THE video that every mayor and president should watch before taking office and could have changed how Katrina was handled...
If you can sit through it... you will understand... if you lived here (in New Orleans) before Katrina.... you will understand.... if you have come to see, rebuild, or say good bye after Katrina... you will understand... If it brings you to tears too.... I understand...
Wednesday, December 3, 2008
A new day...
* I have to wake up a half hour earlier than I want to function in order to take the pain pill so it can take effect in order to stretch out so I can start my day...
* It is easier to dress number one son first than number two son in the mornings...
* Kahuna is harder to get out of bed than number one or number two sons...
* I can effectively walk without my cane for a number of blocks...
* My membership to the YMCA goes active again this month and they offer chair exercises that I can participate in including yoga...
* Kahuna admitted that regardless of his input that I would be dragging his butt with me to the 'Y' whether he liked it or not...
* Number two son is smarter than I give him credit .... after cleaning out and rearranging his and bedroom putting the end table that pinned him to the floor in his closet... the little brain-i-ack turns over the laundry basket using it as a stool to climb over the child gate in the middle of the night.... so, again, I hear a thud followed by crying.... (note to self... no sturdy containers of any type to be left in child's room and Find a taller child gate... )
* Kitchen and Laundry are slowly coming under control again.... living room soon to be back to my standards by the end of the week... the goal is to have christmas decorations up and take christmas card photo of kids so kahunah can work his photo shop magic....

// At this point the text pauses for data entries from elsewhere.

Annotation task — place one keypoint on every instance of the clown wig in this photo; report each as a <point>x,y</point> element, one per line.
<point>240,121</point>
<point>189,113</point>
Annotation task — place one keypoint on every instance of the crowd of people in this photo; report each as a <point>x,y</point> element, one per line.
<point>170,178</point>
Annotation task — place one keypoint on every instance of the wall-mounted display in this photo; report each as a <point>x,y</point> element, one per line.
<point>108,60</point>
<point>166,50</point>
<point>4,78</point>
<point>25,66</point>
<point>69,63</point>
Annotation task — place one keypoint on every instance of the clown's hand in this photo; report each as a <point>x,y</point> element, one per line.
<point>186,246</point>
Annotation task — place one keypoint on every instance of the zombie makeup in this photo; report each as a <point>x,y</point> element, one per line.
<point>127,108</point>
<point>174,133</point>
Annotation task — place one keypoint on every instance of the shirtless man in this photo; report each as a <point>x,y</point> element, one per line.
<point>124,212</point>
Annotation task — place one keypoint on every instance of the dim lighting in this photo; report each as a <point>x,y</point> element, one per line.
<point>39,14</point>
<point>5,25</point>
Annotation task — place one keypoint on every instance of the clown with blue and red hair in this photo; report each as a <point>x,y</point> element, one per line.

Still on the to do list for today....
Baby's R Us - for more child proofing stuff...
Home Depot - for an extension cord gadget...
Dentist appointment - for Rob...
and other random errands....
things are looking up...
Tuesday, December 2, 2008
December is off to a lousy start...
We also had an end table next to the bed in Charles' bedroom right by the light swith between the bed and the door next to the child gate... well, we eventually had to get a childproof switch for the light because Charles liked turning the light on and off creating the disco effect for his brother making it difficult to sleep ... well shortly after we childproofed the switch... Charles learned how to climb over the child gate and escape from the room... so, we had to move the end table across the room next to the door to what we refer to as the 'toy' room... now... the toy room is this walled off area in his bedroom isn't quite the toy room yet because we have been babysitting snakes for our friends until they could find a new foster family for them.... well, Charles finally figured out how to get into this room... so we blocked the door with the end table... (i know why your wondering why i am telling all of this back story.... but it comes to a head right here)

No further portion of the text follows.